Networx stays on track
- By Michael Hardy
- Sep 15, 2004
Despite some lingering concerns among industry officials, a sweeping new telecommunications contract is rapidly solidifying and remains on track for a draft request for proposals to be issued Nov. 1, officials said today.
Called Networx, the new contract will be awarded in 2006. It will offer agencies a pre-competed set of vendors and services and will become the primary governmentwide telecom contract when FTS 2001 — the current FTS contract — expires. At a hearing today before the House Government Reform Committee, Sandra Bates, commissioner of the General Services Administration's Federal Technology Service, detailed the work that GSA officials have done on Networx.
Of the industry witnesses who testified in today's hearing, the sharpest criticism came from Don Scott, senior vice president of EDS Government Solutions.
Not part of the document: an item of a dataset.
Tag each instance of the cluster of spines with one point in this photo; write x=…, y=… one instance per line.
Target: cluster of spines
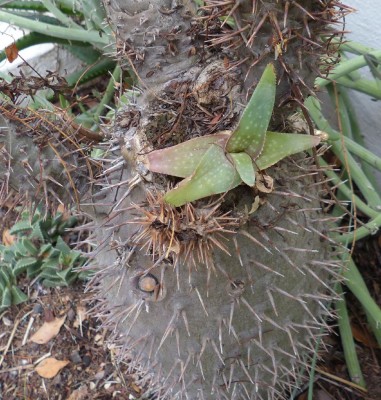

Although the company is known primarily as a systems integrator, Scott argued that telecommunications, applications, network services and other once-separate areas are converging and will become so unified during Networx's 10-year period that companies such as EDS will be as likely to provide voice and data services as a traditional telecommunications firm.
But EDS officials will not be able to compete for a slot under the way Networx is currently structured, Scott said. "While the transport components will continue to be a foundation for the applications services being carried, we predict that these [transport components] will be dwarfed in importance by the applications," he said.
Scott said FTS officials are risking irrelevance with the approach. "We're going to see a very, very great change," he said. "GSA needs to be able to accommodate it, or the agencies will leave them."
Linda Koontz, director of information management issues at the Government Accountability Office, also had some cautions for FTS officials. GSA officials have not yet developed procedures to establish a transition strategy to move agencies from the old contract vehicle to new, she said. Also, they are still developing the performance measures they will use to evaluate progress and do not yet have a strategy for using metrics to monitor ongoing performance, she said.